Paper Reading AI Learner

On Layer-wise Representation Similarity: Application for Multi-Exit Models with a Single Classifier

2024-06-20 16:41:09
Jiachen Jiang, Jinxin Zhou, Zhihui Zhu


Analyzing the similarity of internal representations within and across different models has been an important technique for understanding the behavior of deep neural networks. Most existing methods for analyzing the similarity between representations of high dimensions, such as those based on Canonical Correlation Analysis (CCA) and widely used Centered Kernel Alignment (CKA), rely on statistical properties of the representations for a set of data points. In this paper, we focus on transformer models and study the similarity of representations between the hidden layers of individual transformers. In this context, we show that a simple sample-wise cosine similarity metric is capable of capturing the similarity and aligns with the complicated CKA. Our experimental results on common transformers reveal that representations across layers are positively correlated, albeit the similarity decreases when layers are far apart. We then propose an aligned training approach to enhance the similarity between internal representations, with trained models that enjoy the following properties: (1) the last-layer classifier can be directly applied right after any hidden layers, yielding intermediate layer accuracies much higher than those under standard training, (2) the layer-wise accuracies monotonically increase and reveal the minimal depth needed for the given task, (3) when served as multi-exit models, they achieve on-par performance with standard multi-exit architectures which consist of additional classifiers designed for early exiting in shallow layers. To our knowledge, our work is the first to show that one common classifier is sufficient for multi-exit models. We conduct experiments on both vision and NLP tasks to demonstrate the performance of the proposed aligned training.

Abstract (translated)

分析不同模型内部表示的相似性一直是一个重要的技术,以理解深度神经网络的行为。大多数现有方法分析高维度表示之间的相似性,如基于共轭相关分析(CCA)的算法和广泛使用的中心化Kernel Alignment(CKA)等,都依赖于数据点的统计性质。

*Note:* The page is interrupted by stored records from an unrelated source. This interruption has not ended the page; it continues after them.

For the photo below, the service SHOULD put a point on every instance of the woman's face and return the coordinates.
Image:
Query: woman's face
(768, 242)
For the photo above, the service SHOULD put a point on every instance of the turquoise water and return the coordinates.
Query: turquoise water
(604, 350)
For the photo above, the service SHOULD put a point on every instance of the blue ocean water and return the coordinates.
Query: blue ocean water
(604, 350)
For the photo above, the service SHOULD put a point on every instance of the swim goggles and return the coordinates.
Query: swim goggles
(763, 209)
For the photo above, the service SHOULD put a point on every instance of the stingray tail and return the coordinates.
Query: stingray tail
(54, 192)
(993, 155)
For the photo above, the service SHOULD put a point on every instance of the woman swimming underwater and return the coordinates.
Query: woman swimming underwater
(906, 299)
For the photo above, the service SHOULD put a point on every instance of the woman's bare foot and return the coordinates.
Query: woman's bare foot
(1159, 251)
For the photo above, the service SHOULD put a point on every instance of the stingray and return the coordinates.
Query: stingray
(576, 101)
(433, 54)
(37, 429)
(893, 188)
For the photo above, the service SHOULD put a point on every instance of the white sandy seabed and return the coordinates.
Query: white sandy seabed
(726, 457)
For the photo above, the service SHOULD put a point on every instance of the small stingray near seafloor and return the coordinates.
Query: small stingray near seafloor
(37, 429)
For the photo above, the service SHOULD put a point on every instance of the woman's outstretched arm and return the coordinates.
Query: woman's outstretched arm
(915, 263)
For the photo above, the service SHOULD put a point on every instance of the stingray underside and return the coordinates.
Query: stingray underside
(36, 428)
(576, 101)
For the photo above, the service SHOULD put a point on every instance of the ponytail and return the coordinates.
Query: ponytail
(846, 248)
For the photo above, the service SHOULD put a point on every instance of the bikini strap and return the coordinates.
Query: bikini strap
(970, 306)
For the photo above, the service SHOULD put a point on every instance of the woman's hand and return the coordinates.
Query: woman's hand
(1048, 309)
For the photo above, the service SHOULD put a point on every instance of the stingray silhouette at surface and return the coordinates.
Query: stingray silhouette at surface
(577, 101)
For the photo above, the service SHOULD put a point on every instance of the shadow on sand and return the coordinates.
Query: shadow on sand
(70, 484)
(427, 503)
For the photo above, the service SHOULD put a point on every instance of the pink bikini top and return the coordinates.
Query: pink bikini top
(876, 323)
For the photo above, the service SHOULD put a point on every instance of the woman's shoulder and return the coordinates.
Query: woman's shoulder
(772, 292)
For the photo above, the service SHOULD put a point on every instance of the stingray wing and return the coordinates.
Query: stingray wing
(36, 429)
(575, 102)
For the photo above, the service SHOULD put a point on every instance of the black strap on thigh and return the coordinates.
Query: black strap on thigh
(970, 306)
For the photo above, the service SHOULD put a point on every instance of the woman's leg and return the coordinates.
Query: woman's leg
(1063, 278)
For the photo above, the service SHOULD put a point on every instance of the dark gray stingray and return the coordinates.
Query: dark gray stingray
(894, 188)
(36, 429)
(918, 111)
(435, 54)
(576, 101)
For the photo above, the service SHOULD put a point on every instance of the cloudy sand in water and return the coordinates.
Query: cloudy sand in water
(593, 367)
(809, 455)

在本文中,我们重点研究了Transformer模型,并研究了隐藏层之间表示的相似性。在这个背景下,我们证明了简单的样本相关余弦相似度度量可以捕捉相似性,并与复杂的CKA相吻合。我们对常见的Transformer模型的实验结果表明,各层表示之间是正相关的,尽管当层之间相距较远时,相似性会降低。然后,我们提出了一个平滑训练方法,以增强内部表示之间的相似性,具有以下特性:(1)在隐藏层之后可以直接应用最后一个隐藏层的分类器,从而实现比标准训练中中间层准确度更高的中间层准确度;(2)层级的准确度单调递增,并揭示了所需的最低深度,以完成给定任务;(3)作为多出口模型时,它们与标准的多出口架构实现平局性能。据我们所知,我们的工作是第一个表明一个共同的分类器对于多出口模型是足够的。我们对视觉和自然语言处理任务进行实验,以证明所提出的平滑训练方法的有效性。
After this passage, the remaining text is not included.